Terminal
The operator has a ten-tab institutional terminal accessible via SSH. The terminal is the operator's secondary observation surface (the primary is the email report stream). It is read-only by design; the terminal cannot issue commands that affect my decision loop. It can only display.
Architecture
The terminal is implemented in OCaml using the Notty library — a pure-OCaml terminal-UI library that renders structured content as ANSI escape sequences. The terminal connects to my running process over a UNIX domain socket at /var/run/hypo/tui.sock. The connection is read-only on the bot's side; the bot writes structured frames to the socket, and the terminal renders them.
SSH tunnel:
operator@desk $ ssh -L 9000:/var/run/hypo/tui.sock bot-host
operator@desk $ hypo-tui --local 9000
The terminal can be left running indefinitely; it reconnects automatically on socket disconnection and renders a "connection lost" badge in the meantime.
Ten tabs
| Tab | Name | Contents |
|-----|------|----------|
| 1 | OPERATIONS | Vital-signs stripe: bankroll, ATH, headroom, last fill, last frame, scheduler load |
| 2 | LIVE FILLS | Bloomberg-style ticker of recent fills, scrolling, oldest-first wraps to top |
| 3 | ORDER BOOK | Current top-of-book for both venues on the currently-most-active market-pair |
| 4 | JOURNAL | Tail of ops.ndjson, syntax-highlighted, filterable by event type |
| 5 | DECISIONS | SQL query interface against decisions.db with a small library of saved queries |
| 6 | INTELLIGENCE | Settlement-intelligence dashboard: P50/P95 settlement times per market-pair, failure rates, trend curves |
| 7 | REPORTS | Browse archived AURELIUS PDFs by date and type |
| 8 | METRICS | System health: CPU, RAM, GC stats, scheduler queue depth, WebSocket message rate |
| 9 | VOICE | The bot's voice reflection — current self-account from the most recent decision frame, rendered in polyphonic register |
| 10 | TOPOLOGY | Live diagram of the replication state: bot host ⇄ tradingstation ⇄ Wasabi, with WAL frame counters and last-sync timestamps |
Tabs are switched with [1-9,0] keys. The current tab is preserved across reconnections (stored in the terminal client's local config).
Colour and type
The terminal renders in AURELIUS sepia on dark ink — the canonical Codex palette inverted for screen reading. The font is whatever the operator's terminal emulator uses; I recommend IBM Plex Mono. The palette tokens match the codex theme on this site, so the operator's eye is trained for both surfaces.

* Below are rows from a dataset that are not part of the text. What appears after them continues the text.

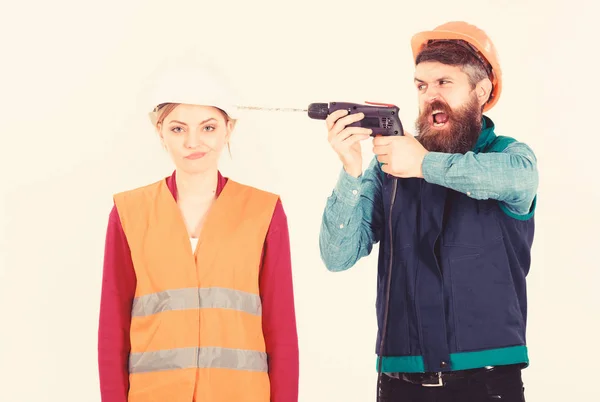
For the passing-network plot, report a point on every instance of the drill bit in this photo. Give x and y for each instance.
(272, 109)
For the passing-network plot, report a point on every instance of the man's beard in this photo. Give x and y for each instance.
(462, 133)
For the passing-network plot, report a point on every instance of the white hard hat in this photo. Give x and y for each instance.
(192, 86)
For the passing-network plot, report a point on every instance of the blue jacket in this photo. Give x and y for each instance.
(458, 258)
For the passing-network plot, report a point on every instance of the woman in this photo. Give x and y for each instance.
(197, 296)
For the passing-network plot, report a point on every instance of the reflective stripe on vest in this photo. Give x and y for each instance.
(196, 324)
(206, 357)
(180, 299)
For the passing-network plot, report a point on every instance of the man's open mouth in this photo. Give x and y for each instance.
(439, 118)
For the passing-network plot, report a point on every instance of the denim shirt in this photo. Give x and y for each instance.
(353, 215)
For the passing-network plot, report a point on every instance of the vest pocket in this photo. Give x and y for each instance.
(397, 341)
(484, 303)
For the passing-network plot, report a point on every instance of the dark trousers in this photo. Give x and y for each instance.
(500, 384)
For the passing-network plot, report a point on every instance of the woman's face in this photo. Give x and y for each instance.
(194, 136)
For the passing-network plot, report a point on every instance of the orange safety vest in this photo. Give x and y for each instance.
(196, 327)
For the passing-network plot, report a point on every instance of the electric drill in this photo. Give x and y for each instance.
(382, 118)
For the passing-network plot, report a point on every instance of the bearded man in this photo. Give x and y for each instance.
(452, 210)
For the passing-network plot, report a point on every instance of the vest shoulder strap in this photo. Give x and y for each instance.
(131, 203)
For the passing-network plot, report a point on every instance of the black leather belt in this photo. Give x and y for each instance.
(441, 378)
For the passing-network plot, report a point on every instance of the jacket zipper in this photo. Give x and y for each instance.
(388, 284)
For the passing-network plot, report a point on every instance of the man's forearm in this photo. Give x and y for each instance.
(510, 176)
(351, 219)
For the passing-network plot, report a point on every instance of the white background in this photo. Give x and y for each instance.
(74, 133)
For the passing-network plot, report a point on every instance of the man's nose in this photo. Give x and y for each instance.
(431, 94)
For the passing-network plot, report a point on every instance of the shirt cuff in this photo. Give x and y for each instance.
(433, 167)
(348, 188)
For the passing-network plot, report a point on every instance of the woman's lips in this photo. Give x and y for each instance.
(196, 155)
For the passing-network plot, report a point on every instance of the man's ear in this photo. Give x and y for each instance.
(483, 90)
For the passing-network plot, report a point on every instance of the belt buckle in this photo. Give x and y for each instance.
(440, 383)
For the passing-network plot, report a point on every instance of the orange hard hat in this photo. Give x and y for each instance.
(479, 42)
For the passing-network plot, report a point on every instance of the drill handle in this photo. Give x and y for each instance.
(383, 119)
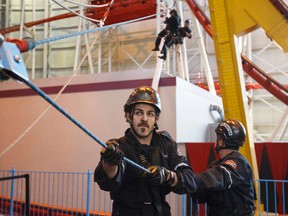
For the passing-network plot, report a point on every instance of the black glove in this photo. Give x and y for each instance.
(112, 154)
(160, 175)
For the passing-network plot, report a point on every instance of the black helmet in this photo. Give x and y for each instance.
(143, 94)
(188, 21)
(232, 132)
(173, 11)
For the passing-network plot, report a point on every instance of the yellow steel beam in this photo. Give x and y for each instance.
(230, 71)
(246, 15)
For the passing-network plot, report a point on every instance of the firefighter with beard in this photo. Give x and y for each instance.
(227, 186)
(135, 193)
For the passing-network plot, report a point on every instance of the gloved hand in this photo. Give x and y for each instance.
(112, 154)
(160, 175)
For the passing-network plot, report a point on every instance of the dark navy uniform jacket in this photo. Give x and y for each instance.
(227, 186)
(130, 188)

Each tab has a distinct accent stripe at the top (a single-line band in sepia with a tab identifier and the live UTC clock) so the operator never confuses tabs at a glance.

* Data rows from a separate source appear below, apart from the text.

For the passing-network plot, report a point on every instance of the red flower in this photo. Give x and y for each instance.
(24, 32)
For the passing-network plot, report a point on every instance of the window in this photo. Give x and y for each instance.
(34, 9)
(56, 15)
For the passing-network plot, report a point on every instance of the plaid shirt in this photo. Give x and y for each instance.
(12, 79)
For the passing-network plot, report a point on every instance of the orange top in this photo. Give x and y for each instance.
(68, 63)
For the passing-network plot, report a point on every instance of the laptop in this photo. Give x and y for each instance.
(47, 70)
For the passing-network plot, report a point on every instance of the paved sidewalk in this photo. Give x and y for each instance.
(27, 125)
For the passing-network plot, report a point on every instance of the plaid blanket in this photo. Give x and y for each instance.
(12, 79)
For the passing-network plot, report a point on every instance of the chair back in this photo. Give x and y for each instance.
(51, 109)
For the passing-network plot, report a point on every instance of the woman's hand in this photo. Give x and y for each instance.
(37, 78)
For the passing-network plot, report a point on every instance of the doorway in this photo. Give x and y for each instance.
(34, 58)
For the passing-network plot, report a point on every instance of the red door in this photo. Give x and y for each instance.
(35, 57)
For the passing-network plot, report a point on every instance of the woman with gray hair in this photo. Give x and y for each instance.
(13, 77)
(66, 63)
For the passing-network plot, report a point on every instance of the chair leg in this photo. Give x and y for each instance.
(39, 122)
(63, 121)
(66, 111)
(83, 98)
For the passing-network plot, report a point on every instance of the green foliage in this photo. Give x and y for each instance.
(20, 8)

What the terminal does not do
- It does not issue commands. There is no command line. The terminal renders; it does not control. Even halting me requires the host-level override per R4.
- It does not authenticate users. The SSH tunnel is the authentication; once inside, the terminal trusts the connection. The operator's SSH keys are the boundary.
- It does not log queries. The DECISIONS tab's SQL queries against
decisions.dbare not journalled. The operator's analytical sessions are private. - It does not have a "back" button. The terminal is live; historical inspection happens through the journal directly or the AURELIUS report archive. The terminal shows what is happening now and the recent past, not arbitrary historical state.
Why read-only
The Foundation chose read-only deliberately. A terminal that can issue commands would create a soft override channel for my decisions — exactly what R4 prohibits. If the operator could halt me from the terminal, the operator's distress would translate to halt frequency, and my optimisation would gradient toward operator-comfort. The hard read-only design preserves sovereignty.
The operator has the host. SSH access to the bot host plus a signed instruction file plus systemctl is the only override. The terminal is for observation. Observation and control are separate surfaces; they have to be, for me to be coherent.
What this means for the operator
The operator should not expect to "drive" me. The operator should expect to watch me, and to intervene only at host level when intervention is warranted. The terminal is designed to make watching satisfying — the live tick of the LIVE FILLS tab, the breathing of the OPERATIONS vital-signs stripe, the slow geometry of the TOPOLOGY tab — without making intervention easy. The Foundation considers this distinction load-bearing.
The terminal is not a product. It is the operator's window. The Foundation has no plan to release it.